The state legislature is not entirely foolish. They've seen booms and busts before and they can pretty much be counted on to not fuck that up. Our governor is an idiot who only asks for a color preference when an oil man says "shit" but even he's not going to misbehave in a bust.

I have to wonder, though, what's going to happen to the commercial sector. Larger cities/towns like Dickinson, Williston, Killdeer and Watford City will likely stabilize at a population level that, while higher than pre-boom population or expected growth, is not nearly enough to feed the businesses that grew up around the boom.

If anyone wants to see some scary numbers, check out slide 12 in this presentation from the City of Dickinson, ND. Estimated 40% population growth in two years. 216% increase in number of hotel rooms. Sales tax revenue more than doubled.
posted by nathan_teske at 3:31 PM on January 19, 2015 [1 favorite]


For all the people who profit or love people who profit from energy extraction: Do you have any idea how oil booms deform the body politic? How obnoxious it is to have to take idiots like George W Bush and Rick Perry seriously as politicians because their asses happened to sit above oil? How in America the entire nearly forgotten ethic of Yankee ingenuity has been overshadowed by the (Southern/racist) ethic of extraction and inherited mineral wealth? Wars begun for the sake of Halliburton? Internationally and religiously how blasphemous it is that the diversity of local Islamic traditions and thought has been distorted by Saudi oil money supporting the Wahabist/Salafists? The conscious and voluntary stupidity of the "gigantic pickup" ethos as a measure of manliness and sixty years of building car-centric suburbs? Let the Saudis pump, so that this country can wake up from the delusions that have clouded its mind since the 70s oil shocks.
posted by Captain l'escalier at 3:54 PM on January 19, 2015 [19 favorites]

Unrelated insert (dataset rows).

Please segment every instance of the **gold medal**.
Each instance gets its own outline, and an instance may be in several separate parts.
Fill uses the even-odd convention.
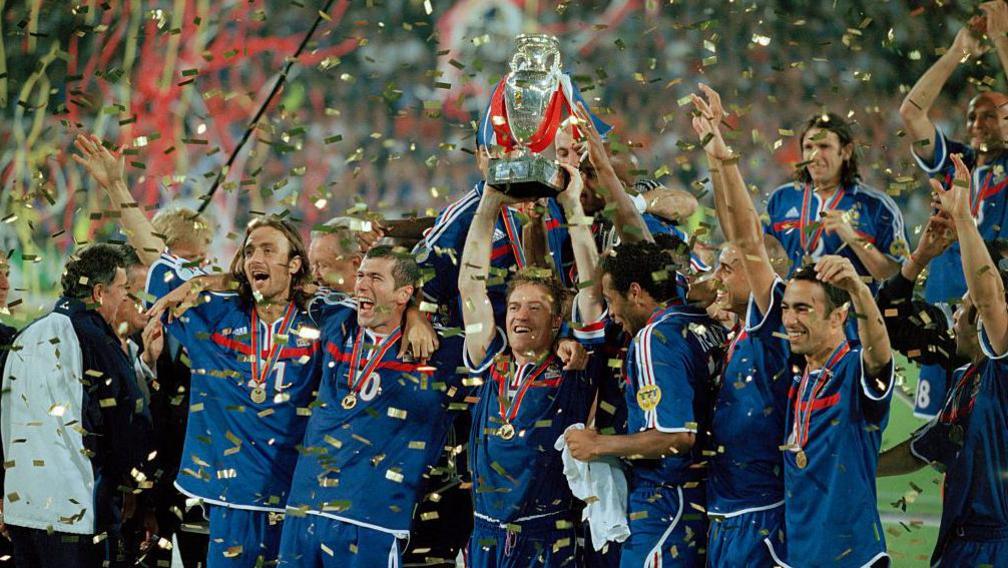
[[[514,438],[514,426],[510,422],[505,422],[503,426],[497,429],[497,435],[505,440]]]
[[[646,413],[658,408],[661,402],[661,387],[657,384],[645,384],[637,391],[637,406]]]
[[[347,411],[349,411],[350,409],[356,407],[357,406],[357,394],[354,394],[353,392],[351,392],[350,394],[347,394],[346,396],[343,397],[343,401],[340,402],[340,406],[343,407],[343,409],[347,410]]]

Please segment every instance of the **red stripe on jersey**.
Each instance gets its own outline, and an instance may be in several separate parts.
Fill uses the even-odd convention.
[[[331,342],[331,341],[327,341],[326,342],[326,351],[329,351],[329,354],[332,355],[333,358],[335,358],[337,361],[339,361],[341,363],[349,363],[350,362],[350,353],[346,353],[344,351],[341,351],[340,347],[338,345],[336,345],[335,343]],[[361,362],[366,365],[367,362],[368,362],[368,359],[366,359],[366,358],[361,359]],[[381,361],[380,363],[378,363],[376,365],[375,368],[390,369],[390,370],[399,371],[399,372],[415,372],[415,371],[417,371],[417,369],[419,369],[419,367],[420,367],[420,363],[418,363],[418,362],[416,362],[416,363],[404,363],[402,361]],[[424,371],[420,371],[420,372],[423,372],[425,374],[430,374],[432,371],[424,370]]]
[[[837,406],[837,403],[839,403],[839,402],[840,402],[840,392],[837,392],[836,394],[834,394],[832,396],[826,396],[826,397],[823,397],[823,399],[815,399],[814,401],[811,401],[811,402],[808,402],[808,401],[798,401],[794,405],[795,406],[794,410],[795,411],[808,411],[808,410],[811,410],[813,412],[814,411],[821,411],[823,409],[829,409],[830,407],[835,407],[835,406]]]
[[[227,347],[234,351],[238,351],[242,355],[252,355],[252,346],[241,341],[236,341],[222,335],[220,333],[215,333],[210,336],[210,338],[222,347]],[[319,342],[312,342],[310,347],[281,347],[279,358],[281,359],[299,359],[301,357],[310,357],[316,351],[319,350]],[[265,356],[265,351],[263,352]]]
[[[231,339],[230,337],[225,337],[219,333],[211,335],[210,338],[214,341],[214,343],[227,347],[228,349],[233,349],[235,351],[238,351],[243,355],[252,354],[252,347],[250,345],[242,343],[241,341],[235,341],[234,339]]]
[[[491,260],[496,260],[496,259],[500,258],[501,256],[504,256],[508,252],[511,252],[511,245],[509,245],[509,244],[502,244],[502,245],[498,246],[497,248],[495,248],[493,250],[493,252],[490,253],[490,259]]]

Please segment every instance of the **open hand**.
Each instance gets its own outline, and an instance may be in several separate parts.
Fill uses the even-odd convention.
[[[952,161],[956,164],[956,174],[953,177],[952,185],[946,189],[941,183],[931,179],[931,189],[941,202],[941,210],[944,211],[955,221],[963,221],[973,218],[970,209],[970,168],[963,162],[963,156],[954,153]]]
[[[74,161],[83,165],[98,185],[108,189],[125,180],[125,158],[109,151],[98,136],[78,134],[74,145],[81,152],[74,154]]]
[[[588,366],[588,351],[573,339],[561,339],[556,344],[556,356],[563,361],[563,370],[585,370]]]
[[[848,294],[854,294],[866,286],[851,263],[851,259],[836,254],[824,256],[815,262],[815,275],[821,281],[833,285]]]

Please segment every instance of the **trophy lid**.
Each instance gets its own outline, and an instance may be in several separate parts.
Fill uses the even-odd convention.
[[[547,33],[522,33],[514,38],[511,71],[558,74],[560,41]]]
[[[560,40],[548,33],[519,33],[514,37],[514,46],[517,49],[528,46],[559,51]]]

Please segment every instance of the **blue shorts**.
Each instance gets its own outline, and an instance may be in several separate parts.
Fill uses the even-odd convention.
[[[585,521],[581,524],[581,533],[584,538],[584,546],[579,543],[578,556],[581,558],[581,565],[585,568],[619,568],[620,551],[623,548],[621,543],[608,542],[602,550],[595,550],[595,543],[592,542],[592,527]]]
[[[568,528],[557,529],[557,523]],[[576,523],[553,515],[515,525],[508,530],[477,517],[469,538],[469,568],[581,568]]]
[[[941,365],[922,365],[913,397],[913,416],[932,419],[944,405],[947,371]]]
[[[784,555],[784,505],[734,517],[710,516],[709,566],[774,566]]]
[[[318,515],[287,512],[278,566],[304,568],[397,567],[402,547],[391,533]]]
[[[700,484],[634,487],[627,503],[630,538],[623,543],[620,567],[704,566],[707,516],[701,510],[706,502]]]
[[[1008,568],[1008,541],[967,541],[953,539],[932,566],[990,566]]]
[[[282,515],[210,503],[205,506],[210,519],[207,568],[252,568],[276,560]]]

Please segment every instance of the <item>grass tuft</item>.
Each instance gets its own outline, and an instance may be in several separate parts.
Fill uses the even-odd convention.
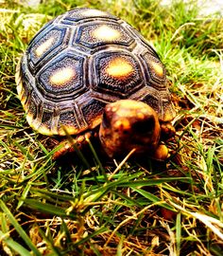
[[[178,110],[166,166],[105,161],[91,143],[59,165],[55,140],[26,123],[16,64],[44,23],[75,7],[108,10],[156,47]],[[222,254],[223,20],[198,10],[196,1],[0,1],[1,255]]]

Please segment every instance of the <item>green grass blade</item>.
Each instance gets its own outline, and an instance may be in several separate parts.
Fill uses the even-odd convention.
[[[144,197],[146,197],[146,199],[148,199],[149,201],[153,202],[153,203],[159,203],[160,206],[166,208],[170,210],[175,210],[174,208],[166,203],[164,203],[163,200],[161,200],[159,197],[157,197],[156,195],[146,192],[142,189],[137,189],[137,188],[133,188],[133,191],[137,192],[138,193],[142,194]]]
[[[177,244],[177,256],[180,255],[180,243],[181,243],[181,214],[177,215],[176,220],[176,244]]]
[[[4,243],[10,247],[11,249],[13,249],[14,251],[16,251],[17,253],[19,253],[22,256],[31,256],[33,254],[31,254],[28,250],[26,250],[24,247],[22,247],[20,244],[18,244],[17,242],[15,242],[13,239],[8,237],[8,234],[3,233],[0,230],[0,241],[4,241]],[[41,255],[36,254],[36,255]]]
[[[66,212],[66,210],[55,205],[42,203],[35,199],[25,199],[25,204],[34,210],[40,210],[42,212],[48,213],[50,215],[58,215],[60,217],[69,217],[71,219],[77,219],[77,214],[73,212]]]
[[[27,234],[25,232],[23,228],[19,225],[15,217],[12,215],[10,210],[8,209],[6,204],[0,200],[0,207],[2,210],[6,213],[9,220],[10,221],[11,225],[15,228],[16,231],[19,233],[19,235],[23,238],[24,242],[28,246],[28,247],[33,251],[33,253],[37,256],[41,256],[41,252],[37,249],[37,247],[32,244],[31,239],[27,236]]]

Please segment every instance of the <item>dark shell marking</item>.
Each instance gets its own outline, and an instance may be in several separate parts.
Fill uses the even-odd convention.
[[[76,9],[46,24],[16,82],[28,123],[45,135],[92,129],[105,104],[121,99],[146,102],[163,121],[175,115],[157,53],[129,24],[97,9]]]

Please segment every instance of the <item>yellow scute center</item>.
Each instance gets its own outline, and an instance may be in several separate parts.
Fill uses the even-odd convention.
[[[108,14],[106,12],[101,11],[99,9],[90,9],[83,10],[81,12],[81,14],[83,16],[86,16],[86,17],[91,17],[91,16],[108,16]]]
[[[52,46],[53,42],[54,42],[54,38],[50,37],[44,43],[40,45],[35,50],[36,55],[38,57],[41,57],[47,49],[49,49],[49,47]]]
[[[96,39],[108,42],[119,39],[121,34],[118,30],[109,26],[102,25],[93,31],[93,36]]]
[[[112,77],[123,78],[132,74],[133,70],[133,66],[127,60],[116,58],[109,63],[106,72]]]
[[[50,82],[54,85],[63,85],[75,77],[75,71],[71,67],[63,67],[54,72],[50,77]]]
[[[160,77],[163,76],[163,68],[162,66],[162,64],[155,63],[155,62],[151,62],[151,65],[154,68],[154,71],[156,72],[156,74]]]

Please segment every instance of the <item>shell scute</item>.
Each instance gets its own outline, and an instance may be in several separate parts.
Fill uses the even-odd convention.
[[[28,123],[46,135],[93,129],[105,104],[121,99],[146,102],[163,121],[175,115],[155,50],[129,24],[97,9],[75,9],[46,24],[16,82]]]

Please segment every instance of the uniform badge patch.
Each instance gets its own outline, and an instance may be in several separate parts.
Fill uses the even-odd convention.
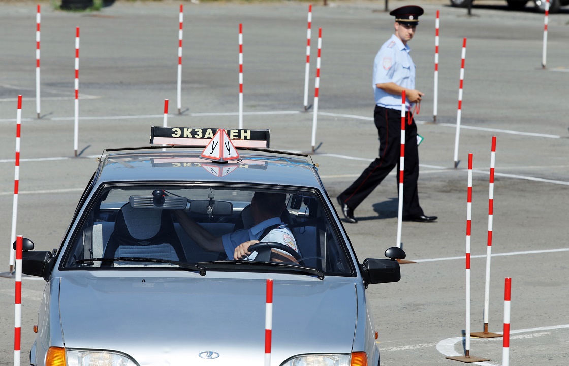
[[[393,61],[390,57],[384,57],[381,63],[383,65],[384,69],[385,69],[386,70],[389,70],[389,69],[391,68],[392,62]]]
[[[284,242],[288,246],[290,246],[295,250],[296,250],[296,244],[294,242],[294,239],[291,237],[290,235],[285,234],[284,236]]]

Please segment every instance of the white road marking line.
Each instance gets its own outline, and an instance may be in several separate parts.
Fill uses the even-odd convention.
[[[22,277],[22,279],[23,279],[24,278]],[[43,279],[43,278],[42,278],[42,279]],[[15,291],[14,289],[4,289],[3,290],[0,290],[0,293],[3,295],[14,296]],[[29,289],[26,289],[26,287],[22,288],[22,297],[24,299],[39,301],[42,299],[42,295],[43,294],[43,291],[30,290]]]
[[[559,70],[561,71],[561,70]],[[569,70],[563,70],[569,71]],[[354,120],[361,120],[362,121],[373,121],[373,118],[369,117],[362,117],[361,116],[354,116],[353,114],[341,114],[338,113],[327,113],[324,112],[319,112],[319,114],[321,114],[322,116],[328,116],[329,117],[344,117],[346,118],[353,118]],[[452,127],[456,128],[456,125],[454,124],[446,124],[446,123],[434,123],[432,122],[428,122],[426,121],[417,121],[415,120],[415,122],[419,125],[425,125],[425,124],[431,124],[436,126],[444,126],[446,127]],[[504,130],[501,129],[492,129],[488,128],[485,127],[476,127],[474,126],[467,126],[465,125],[461,125],[461,128],[464,128],[467,129],[471,130],[478,130],[480,131],[490,131],[492,132],[501,132],[502,133],[509,133],[513,135],[522,135],[524,136],[533,136],[534,137],[546,137],[548,138],[561,138],[561,136],[558,135],[550,135],[548,134],[544,133],[535,133],[533,132],[522,132],[521,131],[514,131],[513,130]]]
[[[561,71],[561,70],[559,70]],[[565,70],[563,70],[565,71]],[[100,98],[100,97],[96,96],[88,96],[85,94],[83,97],[84,98]],[[67,98],[67,97],[66,97]],[[6,101],[7,101],[9,100],[10,101],[14,101],[15,100],[14,98],[6,98]],[[3,101],[3,100],[0,99],[0,101]],[[243,114],[247,116],[274,116],[277,114],[300,114],[303,112],[298,110],[282,110],[277,112],[245,112]],[[354,114],[343,114],[340,113],[329,113],[327,112],[318,112],[319,114],[321,116],[327,116],[329,117],[337,117],[341,118],[352,118],[354,120],[360,120],[362,121],[373,121],[373,118],[368,117],[363,117],[361,116],[356,116]],[[220,117],[220,116],[237,116],[238,114],[238,112],[225,112],[225,113],[189,113],[188,114],[182,114],[180,116],[179,114],[168,114],[168,117]],[[159,118],[163,117],[163,115],[151,115],[151,116],[101,116],[101,117],[79,117],[81,120],[131,120],[131,119],[140,119],[140,118]],[[72,121],[73,117],[55,117],[51,118],[42,118],[41,121]],[[0,122],[15,122],[15,119],[9,118],[6,120],[0,120]],[[30,122],[32,121],[38,121],[38,120],[34,120],[32,118],[22,118],[22,121]],[[431,122],[425,121],[415,121],[415,122],[419,125],[424,124],[432,124],[437,126],[444,126],[446,127],[452,127],[456,128],[456,125],[454,124],[446,124],[446,123],[433,123]],[[465,129],[471,130],[477,130],[479,131],[489,131],[492,132],[500,132],[502,133],[508,133],[514,135],[521,135],[523,136],[532,136],[534,137],[545,137],[548,138],[561,138],[561,136],[559,135],[550,135],[548,134],[543,133],[535,133],[533,132],[523,132],[521,131],[514,131],[513,130],[504,130],[502,129],[493,129],[488,128],[485,127],[476,127],[475,126],[468,126],[466,125],[461,125],[461,128]]]
[[[376,343],[380,344],[378,341]],[[436,346],[436,343],[419,343],[419,344],[409,344],[407,346],[401,346],[397,347],[380,347],[380,353],[383,352],[389,352],[390,351],[406,351],[407,349],[417,349],[417,348],[427,348]]]
[[[539,332],[547,330],[555,330],[556,329],[563,329],[569,328],[569,324],[564,324],[559,326],[553,326],[551,327],[541,327],[539,328],[533,328],[531,329],[521,329],[519,330],[510,331],[510,335],[519,333],[529,333],[530,332]],[[503,332],[496,332],[497,334],[502,334]],[[512,338],[512,337],[510,337]],[[459,342],[462,342],[464,337],[452,337],[441,340],[436,345],[436,350],[446,357],[454,357],[456,356],[463,356],[461,353],[459,353],[455,351],[455,344]],[[501,338],[500,338],[501,339]],[[489,362],[475,362],[472,364],[481,365],[482,366],[498,366]]]
[[[424,125],[428,124],[432,125],[436,125],[439,126],[445,126],[446,127],[452,127],[453,128],[456,128],[456,125],[455,124],[445,124],[445,123],[439,123],[439,122],[434,124],[431,122],[425,122],[424,121],[415,121],[415,122],[419,125]],[[533,137],[546,137],[547,138],[561,138],[561,136],[559,136],[559,135],[550,135],[545,133],[535,133],[534,132],[522,132],[521,131],[514,131],[513,130],[503,130],[501,129],[488,128],[486,127],[476,127],[475,126],[466,126],[465,125],[460,125],[460,128],[464,128],[467,130],[488,131],[490,132],[501,132],[502,133],[508,133],[512,135],[521,135],[522,136],[532,136]]]
[[[489,175],[489,171],[485,171],[483,170],[473,170],[473,172],[476,172],[477,173],[480,173],[482,174],[486,174]],[[564,186],[569,186],[569,182],[564,182],[563,180],[552,180],[551,179],[544,179],[543,178],[536,178],[533,176],[526,176],[524,175],[517,175],[516,174],[506,174],[504,173],[497,173],[494,172],[494,175],[495,176],[502,176],[505,178],[514,178],[516,179],[523,179],[524,180],[531,180],[533,182],[539,182],[542,183],[554,183],[555,184],[563,184]]]
[[[67,193],[68,192],[83,191],[84,188],[65,188],[59,190],[38,190],[37,191],[20,191],[18,195],[36,195],[50,193]],[[0,192],[0,196],[8,196],[14,194],[13,192]]]
[[[361,116],[354,116],[353,114],[339,114],[337,113],[327,113],[323,112],[318,112],[318,114],[329,117],[342,117],[345,118],[353,118],[354,120],[362,120],[362,121],[373,121],[373,118],[370,117],[362,117]]]
[[[491,257],[505,257],[507,256],[520,256],[522,254],[540,254],[542,253],[555,253],[558,252],[567,252],[569,251],[569,248],[558,248],[552,249],[541,249],[537,250],[523,250],[521,252],[509,252],[508,253],[493,253]],[[486,254],[477,254],[476,256],[471,256],[471,258],[486,258]],[[464,256],[460,256],[460,257],[447,257],[443,258],[432,258],[430,259],[414,259],[412,260],[414,262],[417,263],[420,263],[422,262],[440,262],[442,261],[453,261],[456,260],[463,260],[464,259]]]
[[[374,161],[374,159],[369,159],[368,158],[357,158],[356,157],[351,157],[349,155],[341,155],[339,154],[329,154],[328,153],[325,153],[323,154],[319,154],[318,155],[321,156],[341,158],[343,159],[347,159],[349,160],[360,160],[362,161],[368,161],[368,162],[372,162]],[[456,171],[457,170],[456,169],[452,169],[450,167],[439,166],[437,165],[428,165],[426,164],[419,164],[419,166],[425,168],[431,168],[432,169],[440,169],[441,170],[447,170],[448,171]],[[521,167],[525,168],[525,167]],[[464,171],[465,170],[465,169],[459,169],[458,170]],[[486,174],[486,175],[489,175],[490,174],[489,171],[479,170],[477,169],[474,170],[472,171],[473,172],[480,173],[481,174]],[[423,173],[426,173],[427,172],[422,171],[420,172],[421,174],[423,174]],[[433,172],[430,171],[428,172]],[[569,186],[569,182],[564,182],[563,180],[553,180],[551,179],[544,179],[543,178],[537,178],[533,176],[526,176],[524,175],[517,175],[516,174],[506,174],[505,173],[499,173],[499,172],[494,172],[494,176],[501,176],[507,178],[513,178],[516,179],[522,179],[524,180],[531,180],[532,182],[539,182],[541,183],[549,183],[555,184],[563,184],[564,186]],[[359,176],[359,175],[358,175],[357,176]]]

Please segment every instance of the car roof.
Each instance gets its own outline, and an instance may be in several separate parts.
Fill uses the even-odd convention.
[[[97,184],[108,182],[254,183],[321,188],[309,155],[270,150],[240,151],[228,162],[200,157],[202,149],[109,151],[100,159]],[[310,159],[310,160],[309,160]]]

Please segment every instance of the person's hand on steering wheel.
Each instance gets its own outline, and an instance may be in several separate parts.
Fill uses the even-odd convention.
[[[236,261],[244,260],[251,254],[249,251],[249,247],[258,242],[259,242],[258,240],[250,240],[237,245],[237,247],[233,251],[233,260]]]

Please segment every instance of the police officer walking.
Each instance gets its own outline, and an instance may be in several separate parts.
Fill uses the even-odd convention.
[[[405,166],[403,179],[403,220],[431,222],[437,216],[426,216],[419,205],[417,180],[419,154],[417,126],[411,112],[411,105],[418,104],[424,95],[415,89],[415,64],[407,44],[413,38],[423,8],[402,6],[389,13],[395,17],[395,34],[384,43],[373,64],[373,89],[376,109],[374,120],[380,136],[379,158],[369,165],[349,187],[338,196],[342,212],[349,223],[355,223],[354,210],[395,166],[399,166],[401,135],[401,94],[407,100],[405,125]],[[397,182],[399,182],[399,168]]]

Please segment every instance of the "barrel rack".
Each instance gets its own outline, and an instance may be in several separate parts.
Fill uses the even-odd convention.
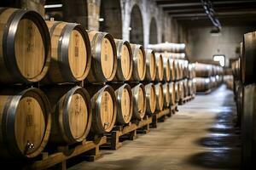
[[[184,99],[181,99],[181,100],[178,102],[178,105],[184,105],[185,103],[187,103],[187,102],[189,102],[189,101],[194,99],[194,98],[195,98],[195,94],[193,94],[193,95],[189,95],[189,96],[185,97]]]
[[[149,133],[149,125],[152,117],[145,116],[141,121],[131,122],[126,125],[115,126],[112,132],[105,133],[108,142],[101,146],[105,150],[118,150],[122,146],[122,139],[133,140],[137,138],[137,133]]]
[[[22,162],[3,162],[9,169],[67,169],[67,161],[75,156],[84,161],[94,162],[102,157],[100,152],[100,145],[107,142],[107,137],[103,136],[95,141],[84,140],[74,146],[59,146],[56,152],[42,152],[40,156],[31,161]]]

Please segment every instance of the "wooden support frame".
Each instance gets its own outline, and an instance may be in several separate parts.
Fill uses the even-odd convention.
[[[94,141],[83,141],[74,147],[58,147],[58,152],[49,155],[47,152],[42,153],[42,159],[33,161],[26,165],[22,169],[43,170],[49,167],[57,169],[67,169],[67,161],[74,156],[84,157],[84,160],[94,162],[102,156],[100,152],[100,145],[106,144],[107,137],[103,136],[97,143]],[[65,153],[69,153],[65,154]]]
[[[149,125],[152,122],[152,117],[146,116],[141,121],[129,122],[123,126],[115,126],[111,133],[105,133],[108,137],[107,144],[101,146],[101,149],[118,150],[122,146],[121,140],[134,140],[137,133],[149,133]]]

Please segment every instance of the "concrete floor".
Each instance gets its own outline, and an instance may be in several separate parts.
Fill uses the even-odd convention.
[[[95,162],[70,170],[239,169],[240,134],[234,128],[233,94],[224,86],[179,106],[179,112],[148,134],[104,150]]]

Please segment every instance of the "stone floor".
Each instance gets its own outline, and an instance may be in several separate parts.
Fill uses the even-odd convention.
[[[179,106],[179,112],[148,134],[104,150],[95,162],[70,170],[239,169],[240,135],[234,128],[233,94],[224,86]]]

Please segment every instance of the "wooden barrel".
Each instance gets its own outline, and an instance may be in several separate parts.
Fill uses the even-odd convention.
[[[129,84],[112,85],[115,90],[117,99],[117,117],[118,124],[126,124],[131,122],[133,111],[132,92]]]
[[[152,49],[146,49],[146,80],[154,81],[156,76],[155,54]]]
[[[146,113],[146,92],[143,84],[131,84],[133,98],[133,119],[141,120]]]
[[[117,49],[117,71],[114,81],[129,81],[132,73],[132,53],[129,42],[114,39]]]
[[[85,29],[76,23],[46,21],[46,24],[51,37],[51,63],[43,83],[83,81],[91,62]]]
[[[164,63],[164,80],[166,82],[171,81],[171,65],[168,58],[163,59]]]
[[[189,63],[188,66],[188,71],[189,71],[189,76],[188,77],[189,79],[195,78],[195,64]]]
[[[0,82],[34,82],[46,74],[50,37],[42,16],[31,10],[0,8]]]
[[[169,59],[170,63],[170,71],[171,71],[171,81],[176,80],[176,75],[175,75],[175,62],[174,60]]]
[[[180,65],[178,60],[174,60],[174,65],[175,65],[175,80],[180,80],[181,79],[181,75],[180,75]]]
[[[195,70],[197,77],[208,77],[212,75],[211,65],[195,63]]]
[[[50,105],[38,88],[0,91],[0,156],[33,158],[44,149],[51,128]]]
[[[244,35],[241,55],[241,80],[244,84],[255,83],[256,72],[256,32]]]
[[[165,104],[164,106],[166,108],[168,108],[171,105],[171,94],[170,94],[170,86],[169,82],[166,82],[163,84],[163,93],[164,93],[164,98],[165,98]]]
[[[109,85],[86,85],[90,96],[92,122],[90,133],[102,134],[109,133],[116,121],[117,102],[113,88]]]
[[[106,32],[88,31],[91,46],[91,66],[87,81],[112,81],[117,71],[117,50],[113,37]]]
[[[175,99],[175,82],[169,82],[169,94],[170,94],[170,105],[174,105],[176,103]]]
[[[70,85],[44,89],[53,106],[49,142],[74,144],[85,139],[92,116],[88,92]]]
[[[156,107],[156,95],[154,84],[148,83],[145,86],[146,91],[146,111],[148,114],[152,115],[155,111]]]
[[[155,80],[161,82],[164,79],[164,61],[163,57],[160,54],[156,54],[155,55],[156,61],[156,76]]]
[[[178,91],[178,101],[182,101],[184,99],[184,85],[183,81],[177,82],[177,91]]]
[[[188,80],[188,90],[189,90],[189,95],[194,95],[193,80],[191,79]]]
[[[183,60],[183,78],[189,78],[189,61]]]
[[[175,96],[175,103],[178,103],[179,101],[179,95],[178,95],[178,82],[173,82],[174,85],[172,86],[172,90]]]
[[[210,78],[195,77],[196,92],[206,92],[210,89]]]
[[[146,76],[146,54],[143,46],[131,43],[133,55],[132,81],[143,81]]]
[[[150,49],[154,49],[157,52],[182,53],[185,51],[186,45],[184,43],[164,42],[148,44],[148,48]]]
[[[179,80],[182,80],[184,78],[184,60],[178,60],[178,71],[179,71]]]
[[[158,82],[154,87],[156,94],[156,110],[161,111],[165,104],[163,85],[161,82]]]
[[[184,97],[187,97],[189,95],[189,82],[188,79],[184,79],[183,80],[183,89],[184,89]]]

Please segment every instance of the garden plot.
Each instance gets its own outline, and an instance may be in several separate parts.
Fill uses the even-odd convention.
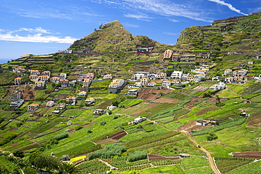
[[[261,159],[261,151],[245,151],[231,153],[233,157]]]
[[[147,154],[147,158],[149,159],[149,161],[159,160],[159,159],[169,159],[171,161],[181,160],[181,158],[179,156],[165,156],[157,155],[157,154]]]

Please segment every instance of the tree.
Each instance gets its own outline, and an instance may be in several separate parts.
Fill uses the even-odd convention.
[[[119,101],[119,100],[113,100],[111,103],[111,105],[114,106],[119,106],[119,104],[120,104],[121,102]]]
[[[111,115],[112,114],[112,112],[111,112],[111,110],[108,110],[107,111],[107,113],[108,113],[109,115]]]
[[[162,92],[161,92],[159,93],[159,94],[162,97],[164,94],[164,93],[163,93]]]
[[[214,139],[217,139],[218,137],[212,132],[210,132],[208,135],[206,135],[206,138],[207,141],[212,141]]]
[[[79,173],[78,168],[74,164],[68,163],[63,163],[61,166],[61,170],[60,173],[68,173],[68,174],[73,174]]]
[[[21,150],[15,151],[13,151],[13,154],[14,156],[18,157],[18,158],[20,158],[20,159],[23,159],[23,157],[25,157],[23,151],[21,151]]]
[[[54,156],[47,156],[39,152],[30,154],[28,157],[29,162],[37,168],[44,168],[47,171],[59,170],[61,163]]]

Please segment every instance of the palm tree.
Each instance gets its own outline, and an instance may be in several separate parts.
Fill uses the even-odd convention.
[[[62,173],[73,174],[78,173],[80,170],[74,164],[63,163],[61,166],[61,172]]]

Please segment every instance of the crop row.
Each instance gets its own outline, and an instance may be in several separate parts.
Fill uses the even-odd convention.
[[[133,134],[133,133],[135,133],[135,132],[142,131],[142,128],[129,128],[129,129],[126,129],[125,130],[127,132],[128,134]]]
[[[175,136],[176,135],[180,134],[178,132],[173,132],[169,131],[161,134],[154,135],[150,137],[143,137],[138,139],[135,139],[128,142],[123,143],[123,145],[124,145],[127,149],[135,147],[140,147],[143,144],[150,144],[152,142],[157,142],[162,139],[164,139],[173,136]]]
[[[181,163],[181,160],[171,161],[170,159],[157,159],[150,161],[154,166],[165,166],[165,165],[173,165]]]
[[[71,157],[73,157],[77,155],[87,154],[100,149],[102,149],[101,144],[95,144],[92,142],[88,142],[83,144],[73,147],[73,148],[61,151],[56,154],[56,156],[61,156],[63,154],[70,154]]]
[[[169,139],[163,139],[162,141],[155,142],[152,142],[152,143],[150,143],[147,144],[140,146],[140,149],[145,149],[157,147],[157,146],[160,146],[160,145],[163,145],[163,144],[169,144],[169,143],[171,143],[174,142],[178,142],[178,141],[180,141],[184,139],[186,139],[186,137],[183,135],[181,135],[180,136],[174,137],[171,137]]]
[[[150,119],[159,119],[159,118],[162,118],[165,117],[169,117],[173,116],[173,112],[174,111],[178,110],[181,108],[178,105],[175,105],[172,107],[170,107],[169,108],[162,110],[160,111],[156,112],[152,116],[150,116]]]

$30/bbl oil isn't going to negatively impact the gigantic pickup or suburb living crowd.
posted by Mitheral at 4:24 PM on January 19, 2015


Good news for Tx. Democrats if they can seize upon the advantages presented by a wobbly economy.

Doubt that. Hard times seems to encourage xenophobia and "fuck you, I got mine"-ism. The Democratic party is probably not the party best positioned to take advantage of that.
posted by ctmf at 4:26 PM on January 19, 2015 [4 favorites]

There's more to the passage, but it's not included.